The traditional Islamic patterns are witnesses of a highly developed artistic and scientific culture about which little is known today. Much of the history of this whole tradition is unclear and undocumented. The geometric aspects of Islamic architecture have hitherto been studied in vastly different ways by researchers with a variety of backgrounds, including but not limited to: specialists in Islamic culture and history, historians of art and architecture, historians of science, and mathematicians. There has not been much interaction between these groups, although each of them could benefit from all others.
The aim of the proposed workshop is to bring together scholars of these different backgrounds in order to study the geometric aspects of medieval Islamic art and material culture in an interdisciplinary way and to develop modes of cooperation. We hope to open the eyes of the speakers and participants to the many different branches of Islamic art and material culture where geometric design plays a dominant role, and to gain insight into the traditions in which these patterns are created, At the same time, we hope to reduce, for example, math anxiety among specialists of Islamic culture; ignorance of the importance of cultural contexts among mathematicians, etc. To connect to the living tradition, artists will also be involved.

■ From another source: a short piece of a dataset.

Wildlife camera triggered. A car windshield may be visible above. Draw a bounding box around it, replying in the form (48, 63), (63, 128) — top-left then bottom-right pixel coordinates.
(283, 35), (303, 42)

Much attention will be paid to the Iranian tradition. The workshop will be organized in intensive cooperation with the House of Mathematics (www.mathhouse.org) in Isfahan, where a follow-up conference about Mathematics and Iranian-Islamic Architecture will take place in August 2007.
The following interrelated questions are among the ones which will be studied in the present workshop:
1 How were the geometric patterns designed and constructed, what kind of mathematical expertise was used, if any, and what are the surviving textual sources (Arabic and Persian manuscripts, diagrams, etc.)?
2 To what extent were the designers and decorators organized? To what extent was their knowledge documented, and what was the role of oral transmission?
3 What can and should be done in order to document the surviving tradition of Islamic geometric design?
4 What scholarship on traditional geometric design is available in the modern Islamic world?
5 Can modern mathematical concepts (such as crystallographic groups) be helpful to describe and classify the geometric patterns and decorations, and/or to give insight in their historical development? If so, how can such a mathematical methodology be communicated so that it can become a useful tool in the hands of specialists in Islamic culture and art-historians?
6 How can mathematical descriptions and analyses be employed in architectural reconstructions (for example, in the reconstruction of destroyed three-dimensional muqarnas from surviving two-dimensional diagrams)?
During the workshop, attention can also be paid to the design of new artistic patterns of the same types as the traditional medieval Iranian ones.
The workshop can include discussions on the symbolic meanings of geometric ornamentation in Islamic art and material culture, but only on the basis of concrete and authentic medieval textual documents.
The workshop will consist of a general interdisciplinary part (September 11 – 13) and a continuation (Sept. 14-15), which emphasizes mathematical and possibly educational aspects.